Not really. If you know the instruction issue rate the only reason to care about the pipeline is either (a) specific instructions can only be issued to one pipe (e.g. imad down fmaheavy), or (b) you are using the profiler and need to understand when the pipe utilization is high what instructions are consuming that pipeline.
Can you improve performance by interleaving MMA and FP16x2?
Potentially, but in my opinion even if you have full access to the assembler and know every detail it is really hard to optimize this. The better method is to use multiple warps and allow the warp scheduler to interleave instructions to available pipes. Cutlass warp specialization is a technique that can achieve speed of light for a pipeline by minimizing the number of warps using a pipe so that the pipe can be driven at maximum speed without runtime conflicts such as register file arbitration conflicts (stall_dispatch). On Volta - Ada the MMA unit input and output is the register file. A warp has to (a) load data into the register file, (b) issue MMAs, (c) process the result, (d) write data out. Speed of light is often best performed by multi-buffering this pipeline across warps such that no two warps are in the same pipeline at the same time. Alternatively using shared memory barriers and the asynchonous pipeline warps can be assigned specific roles - load data to shared, issue MMA instructions, process the results, etc.
If you are trying to get the highest performance out of the NVIDIA GPU, especially for Tensors, I recommend reviewing cutlass. In most cases if an accelerated library for your domain exists then use the library unless you find a performance issue or and edge case that is not well supported.
Do NVIDIA GPUs support vector operations?
Yes. The list of hardware vector instructions changes with architectures and chips within the architecture. The CUDA compiler and PTX support vector abstractions that may map to a single SASS instruction or may be emulated as a sequence of instructions. SASS vector instructions start with V (e.g. VIADD) or end with the vector size (e.g. HFMA2 = 2xFP16 FMA).
Learning the Microarchitecture
If you want to learn the details of the microarchitecture there are a few really good methods:
- Write CUDA code and review the PTX and SASS. This can be done in godbolt.
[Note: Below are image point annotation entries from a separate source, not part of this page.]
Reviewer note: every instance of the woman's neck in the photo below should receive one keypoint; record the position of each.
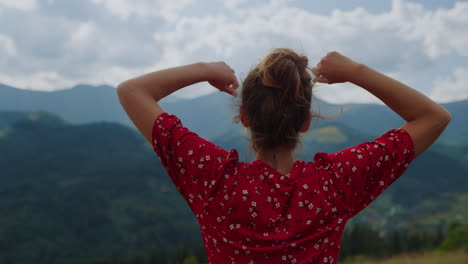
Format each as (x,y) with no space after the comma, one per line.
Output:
(280,161)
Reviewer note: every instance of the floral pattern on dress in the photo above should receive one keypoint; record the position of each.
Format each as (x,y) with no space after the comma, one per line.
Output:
(250,213)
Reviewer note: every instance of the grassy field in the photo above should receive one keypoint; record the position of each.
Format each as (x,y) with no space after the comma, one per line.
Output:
(456,257)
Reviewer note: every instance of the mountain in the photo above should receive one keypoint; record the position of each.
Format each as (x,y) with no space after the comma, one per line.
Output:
(210,115)
(82,191)
(96,190)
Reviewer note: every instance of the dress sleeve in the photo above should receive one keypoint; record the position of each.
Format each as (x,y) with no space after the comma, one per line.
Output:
(191,161)
(366,170)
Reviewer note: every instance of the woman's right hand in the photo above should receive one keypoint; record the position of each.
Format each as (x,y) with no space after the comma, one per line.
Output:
(335,68)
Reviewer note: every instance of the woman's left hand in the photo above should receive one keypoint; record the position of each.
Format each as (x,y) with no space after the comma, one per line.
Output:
(221,76)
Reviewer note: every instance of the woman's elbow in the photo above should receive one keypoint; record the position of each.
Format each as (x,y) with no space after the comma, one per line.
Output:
(123,89)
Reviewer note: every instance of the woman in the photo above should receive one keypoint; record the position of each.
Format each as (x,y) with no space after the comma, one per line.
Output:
(277,209)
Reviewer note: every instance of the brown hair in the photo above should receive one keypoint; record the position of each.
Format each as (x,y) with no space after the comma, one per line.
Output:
(276,97)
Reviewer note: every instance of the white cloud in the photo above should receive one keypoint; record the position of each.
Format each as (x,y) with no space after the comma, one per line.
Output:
(145,8)
(451,88)
(19,4)
(123,38)
(7,46)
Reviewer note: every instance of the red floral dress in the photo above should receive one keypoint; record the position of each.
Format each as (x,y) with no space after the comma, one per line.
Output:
(250,213)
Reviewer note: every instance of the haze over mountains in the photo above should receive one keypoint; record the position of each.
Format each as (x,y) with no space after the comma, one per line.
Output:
(79,181)
(210,116)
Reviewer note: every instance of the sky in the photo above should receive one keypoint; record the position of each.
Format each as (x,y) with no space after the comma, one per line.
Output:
(50,45)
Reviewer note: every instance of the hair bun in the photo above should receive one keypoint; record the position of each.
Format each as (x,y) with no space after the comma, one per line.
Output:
(301,62)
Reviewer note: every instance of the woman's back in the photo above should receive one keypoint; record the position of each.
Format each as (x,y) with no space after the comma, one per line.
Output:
(250,213)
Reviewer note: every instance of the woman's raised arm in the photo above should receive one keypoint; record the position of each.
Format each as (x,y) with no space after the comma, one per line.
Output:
(138,96)
(426,120)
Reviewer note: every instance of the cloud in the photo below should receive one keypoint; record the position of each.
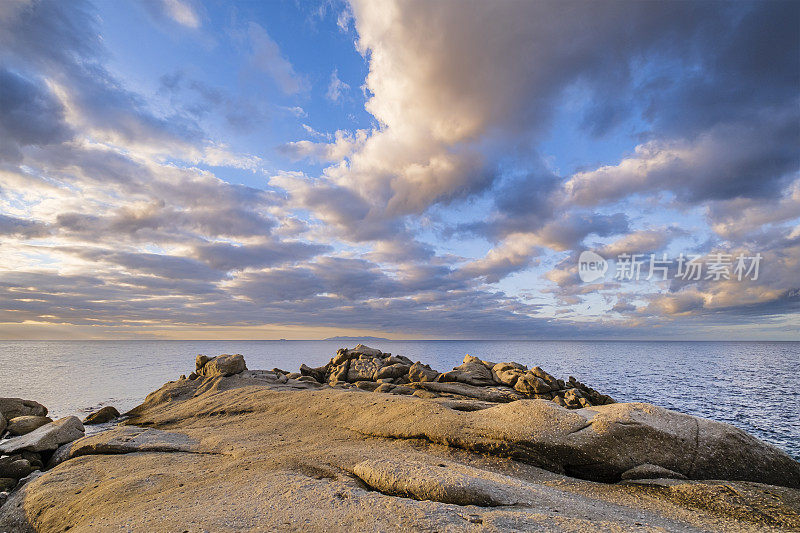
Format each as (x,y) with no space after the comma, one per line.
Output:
(336,88)
(265,55)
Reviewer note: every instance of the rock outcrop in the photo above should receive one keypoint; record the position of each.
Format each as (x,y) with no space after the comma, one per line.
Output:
(14,407)
(25,424)
(313,451)
(45,438)
(473,378)
(222,365)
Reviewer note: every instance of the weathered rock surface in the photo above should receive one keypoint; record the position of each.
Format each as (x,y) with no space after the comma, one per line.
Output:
(14,407)
(648,471)
(101,416)
(222,365)
(250,452)
(25,424)
(598,443)
(47,437)
(438,481)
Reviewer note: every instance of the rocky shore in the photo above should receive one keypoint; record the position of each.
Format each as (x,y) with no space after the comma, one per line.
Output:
(376,442)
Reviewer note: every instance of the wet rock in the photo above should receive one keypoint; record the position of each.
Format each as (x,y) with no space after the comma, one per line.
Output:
(47,437)
(507,373)
(25,424)
(367,385)
(648,471)
(393,371)
(472,372)
(530,384)
(106,414)
(364,369)
(125,439)
(222,365)
(488,394)
(422,373)
(317,373)
(14,407)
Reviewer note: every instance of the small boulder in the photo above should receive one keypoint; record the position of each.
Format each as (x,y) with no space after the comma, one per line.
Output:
(14,407)
(317,373)
(222,365)
(421,373)
(25,424)
(106,414)
(15,466)
(47,437)
(469,372)
(507,373)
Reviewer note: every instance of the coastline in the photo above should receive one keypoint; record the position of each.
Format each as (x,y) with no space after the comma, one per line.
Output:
(236,449)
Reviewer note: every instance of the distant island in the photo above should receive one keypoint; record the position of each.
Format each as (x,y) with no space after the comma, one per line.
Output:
(358,339)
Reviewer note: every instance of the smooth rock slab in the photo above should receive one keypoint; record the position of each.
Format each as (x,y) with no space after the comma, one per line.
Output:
(22,425)
(125,439)
(442,481)
(14,407)
(106,414)
(222,365)
(47,437)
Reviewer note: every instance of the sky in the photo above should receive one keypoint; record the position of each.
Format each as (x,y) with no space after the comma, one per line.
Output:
(182,169)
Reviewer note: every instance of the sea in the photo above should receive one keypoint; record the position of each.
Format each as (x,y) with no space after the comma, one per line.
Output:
(752,385)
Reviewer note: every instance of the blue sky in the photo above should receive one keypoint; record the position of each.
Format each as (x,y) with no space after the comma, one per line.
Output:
(188,169)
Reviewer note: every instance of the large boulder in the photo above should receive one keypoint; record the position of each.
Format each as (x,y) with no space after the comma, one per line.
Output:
(14,407)
(25,424)
(106,414)
(472,372)
(438,481)
(365,369)
(222,365)
(47,437)
(421,373)
(596,443)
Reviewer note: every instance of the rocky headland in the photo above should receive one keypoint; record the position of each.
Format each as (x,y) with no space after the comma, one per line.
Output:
(375,442)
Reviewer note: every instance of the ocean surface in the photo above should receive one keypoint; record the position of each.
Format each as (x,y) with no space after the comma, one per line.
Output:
(752,385)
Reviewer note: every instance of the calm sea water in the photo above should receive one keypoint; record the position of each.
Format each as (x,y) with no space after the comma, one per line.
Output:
(752,385)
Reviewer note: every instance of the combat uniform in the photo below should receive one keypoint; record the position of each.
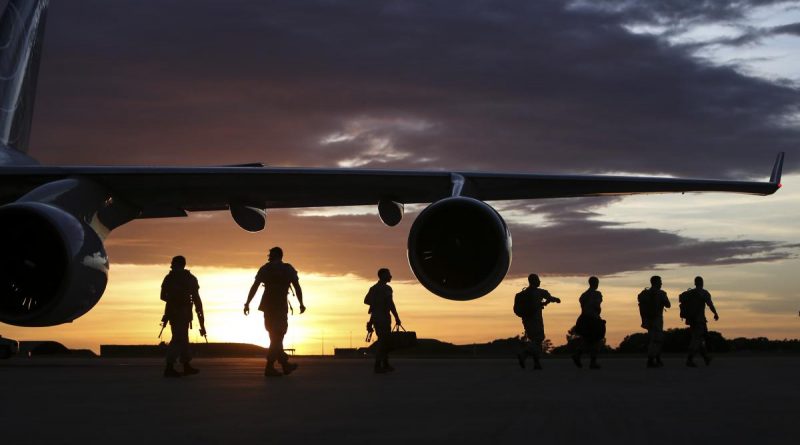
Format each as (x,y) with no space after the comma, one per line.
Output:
(381,306)
(531,301)
(695,301)
(180,290)
(590,326)
(277,276)
(651,308)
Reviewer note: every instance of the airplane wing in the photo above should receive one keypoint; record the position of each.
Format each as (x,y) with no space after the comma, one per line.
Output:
(172,191)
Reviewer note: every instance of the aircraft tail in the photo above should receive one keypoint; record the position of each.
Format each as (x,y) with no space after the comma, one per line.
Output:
(21,34)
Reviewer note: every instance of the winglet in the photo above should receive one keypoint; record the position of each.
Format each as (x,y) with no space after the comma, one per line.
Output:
(775,178)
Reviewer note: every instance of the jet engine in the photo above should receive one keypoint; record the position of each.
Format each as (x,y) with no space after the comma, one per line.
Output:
(53,267)
(459,248)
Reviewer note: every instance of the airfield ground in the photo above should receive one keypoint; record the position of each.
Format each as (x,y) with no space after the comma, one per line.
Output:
(738,400)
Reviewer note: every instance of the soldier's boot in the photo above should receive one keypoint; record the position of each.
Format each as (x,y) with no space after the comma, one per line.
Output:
(288,368)
(270,370)
(189,369)
(521,359)
(170,371)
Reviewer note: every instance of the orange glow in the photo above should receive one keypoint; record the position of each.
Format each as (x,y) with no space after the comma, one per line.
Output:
(130,311)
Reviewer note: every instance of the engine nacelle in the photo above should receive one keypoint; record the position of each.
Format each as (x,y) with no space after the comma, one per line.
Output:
(459,248)
(53,267)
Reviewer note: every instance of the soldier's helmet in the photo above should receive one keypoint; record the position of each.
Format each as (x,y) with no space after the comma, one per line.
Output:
(276,253)
(178,262)
(655,280)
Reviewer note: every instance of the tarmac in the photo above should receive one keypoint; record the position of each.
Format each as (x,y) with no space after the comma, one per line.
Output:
(737,400)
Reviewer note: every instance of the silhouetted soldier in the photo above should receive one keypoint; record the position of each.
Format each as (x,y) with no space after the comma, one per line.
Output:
(528,305)
(652,303)
(277,277)
(381,307)
(180,291)
(693,309)
(590,327)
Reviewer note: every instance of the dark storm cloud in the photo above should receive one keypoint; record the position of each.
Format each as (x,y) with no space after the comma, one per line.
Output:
(675,12)
(755,35)
(537,86)
(542,86)
(360,245)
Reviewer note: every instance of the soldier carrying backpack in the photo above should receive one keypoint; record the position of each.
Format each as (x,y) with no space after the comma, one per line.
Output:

Once you have written the code you can manipulate the compiler settings to compile for different compute and sm architectures to see how architecture changes (e.g. 2xFP32 in GA10x) impact instruction schedule.
- Read the PTX manual.
- Write small 5-10 line microbenchmark kernels and look at the SASS and profiler output.
- Read professional and academic papers that breakdown the GPU.
- Single step optimized SASS code (no -G) in the debugger. This is a great way to learn SASS and learn concept such as lane predication, divergent branching, barriers, etc.